AI Positioning Self-Reinforces, Doubling Leveraged ETF Assets Amplify Market Fragility
Coppersmith specifically highlighted a developing structural risk: the AI trade is no longer driven purely by fundamentals; market structure itself is creating a reflexive feedback loop.
Global leveraged/inverse single-stock ETF assets under management have surpassed $60 billion, having doubled since just early April this year. Products linked to SK Hynix, Samsung, and broader memory exposures have seen explosive inflows as investors persistently chase concentrated exposure to the AI build-out.
These products are structurally short gamma, meaning sustained inflows reinforce momentum, amplify short squeezes, and exacerbate violent factor rotations.
Meanwhile, hedge fund positioning data corroborates this crowdedness. Goldman Sachs Prime data shows hedge funds were net buyers of non-essential consumer stocks for a fourth consecutive week across all major regions, despite the sector's allocation remaining near five-year lows. The technology sector experienced its largest deleveraging week in over a month, yet overall allocation remains near five-year highs.
Downside Hedging Costs at Record Lows, "Reverse-Dispersion" Hedges Regain Attention
The correlation regime implied by current market pricing is extremely benign, which is precisely what concerns Coppersmith most.
S&P 500 implied correlation is near historic lows, with index volatility significantly lower than constituent stock volatility. Historically, this setup has provided a rationale for "reverse-dispersion" hedging strategies—shorting single-stock volatility while going long index volatility.
This strategy works when the market shifts from idiosyncratic dispersion to macro panic, causing correlations to spike suddenly, as seen during the Global Financial Crisis, the COVID-19 shock, the 2018 "Volmageddon," the August 5, 2024, Japan market stress event, and last April's so-called "Reciprocal Tariff Day."
However, Coppersmith acknowledges that holding this hedge has been extremely difficult in recent years, precisely because the opposite dynamic has dominated: narrowing leadership, persistently declining correlations, and volatile single stocks alongside a relatively orderly index.
His summary is blunt: the market is growing more convinced, more concentrated, more leveraged on AI, and increasingly willing to pay for upside convexity rather than buying downside protection.

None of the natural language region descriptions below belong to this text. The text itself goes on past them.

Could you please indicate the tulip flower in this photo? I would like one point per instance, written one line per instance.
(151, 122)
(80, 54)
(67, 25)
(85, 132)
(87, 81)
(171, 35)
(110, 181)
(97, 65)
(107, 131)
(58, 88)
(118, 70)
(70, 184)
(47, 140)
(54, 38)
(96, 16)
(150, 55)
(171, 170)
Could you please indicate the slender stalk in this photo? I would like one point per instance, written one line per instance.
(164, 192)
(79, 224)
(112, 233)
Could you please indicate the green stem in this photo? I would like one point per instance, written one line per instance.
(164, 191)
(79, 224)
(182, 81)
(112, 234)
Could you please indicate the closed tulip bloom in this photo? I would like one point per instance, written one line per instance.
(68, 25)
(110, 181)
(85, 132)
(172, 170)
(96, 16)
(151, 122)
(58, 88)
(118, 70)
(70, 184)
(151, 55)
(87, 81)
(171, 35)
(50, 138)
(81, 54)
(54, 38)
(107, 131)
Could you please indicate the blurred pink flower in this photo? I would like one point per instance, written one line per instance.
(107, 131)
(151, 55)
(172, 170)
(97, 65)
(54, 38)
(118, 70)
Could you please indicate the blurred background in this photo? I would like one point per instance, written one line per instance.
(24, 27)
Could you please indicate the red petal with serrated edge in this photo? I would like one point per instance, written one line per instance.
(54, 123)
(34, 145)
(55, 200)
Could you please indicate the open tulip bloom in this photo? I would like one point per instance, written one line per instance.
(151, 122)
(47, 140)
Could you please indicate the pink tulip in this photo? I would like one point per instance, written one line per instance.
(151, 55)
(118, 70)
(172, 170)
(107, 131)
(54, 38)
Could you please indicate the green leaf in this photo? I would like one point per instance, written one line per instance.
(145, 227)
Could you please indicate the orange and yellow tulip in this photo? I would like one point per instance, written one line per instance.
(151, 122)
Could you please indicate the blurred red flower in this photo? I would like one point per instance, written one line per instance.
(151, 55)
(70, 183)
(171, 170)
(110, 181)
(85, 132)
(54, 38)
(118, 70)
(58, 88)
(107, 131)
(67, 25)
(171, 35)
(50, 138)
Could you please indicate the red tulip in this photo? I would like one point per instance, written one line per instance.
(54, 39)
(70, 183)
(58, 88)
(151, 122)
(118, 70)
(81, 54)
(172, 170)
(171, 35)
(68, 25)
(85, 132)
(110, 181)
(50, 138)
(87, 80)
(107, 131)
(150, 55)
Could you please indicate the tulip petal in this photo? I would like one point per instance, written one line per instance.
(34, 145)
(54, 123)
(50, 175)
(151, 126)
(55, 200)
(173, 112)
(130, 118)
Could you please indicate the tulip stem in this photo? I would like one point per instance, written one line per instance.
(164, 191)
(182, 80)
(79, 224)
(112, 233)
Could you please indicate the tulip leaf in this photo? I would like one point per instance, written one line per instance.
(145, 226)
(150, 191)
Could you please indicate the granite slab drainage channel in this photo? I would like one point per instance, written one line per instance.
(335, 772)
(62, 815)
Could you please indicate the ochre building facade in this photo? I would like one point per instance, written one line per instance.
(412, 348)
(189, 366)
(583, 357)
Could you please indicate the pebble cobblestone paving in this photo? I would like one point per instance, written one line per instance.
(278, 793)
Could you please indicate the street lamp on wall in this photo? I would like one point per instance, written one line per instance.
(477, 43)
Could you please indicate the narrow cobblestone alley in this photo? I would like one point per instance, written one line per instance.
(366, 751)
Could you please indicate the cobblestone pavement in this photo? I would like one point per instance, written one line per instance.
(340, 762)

Macro-level panic has subsided, but stock-specific risk has not disappeared—in fact, single-stock skew pricing suggests the opposite.
Earnings Growth Provides Fundamental Support, But Uncertainty Remains
Nevertheless, Coppersmith concedes that this rally is not purely valuation expansion or blind speculation; earnings growth has indeed driven most of the gains.
Prior to ChatGPT's launch, Goldman Sachs's US strategy team forecasted 2023 S&P 500 EPS around $224. Today, the team forecasts 2026 EPS of $340, approximately 52% higher than pre-AI era forward expectations. Since November 2022, about two-thirds of the S&P 500's gains can be explained by earnings growth.
Within the AI supply chain, Goldman's technology research team recently estimated that Agentic AI could increase token consumption by roughly 24 times current levels, thereby creating massive incremental demand for GPUs, CPUs, power systems, cooling infrastructure, network architecture, and overall data center redesigns.
Coppersmith points out that the market still does not fully understand where AI value will ultimately accrue in the supply chain, and this uncertainty itself may be helping sustain the breadth of global AI capital expenditure enthusiasm.
He also notes in the report that historically, major technological shifts have tended to increase concentration rather than dispersion, with the firms best positioned to deploy intangible capital—data, compute power, distribution channels, software ecosystems, and network effects—at scale often capturing a greater share of economic value.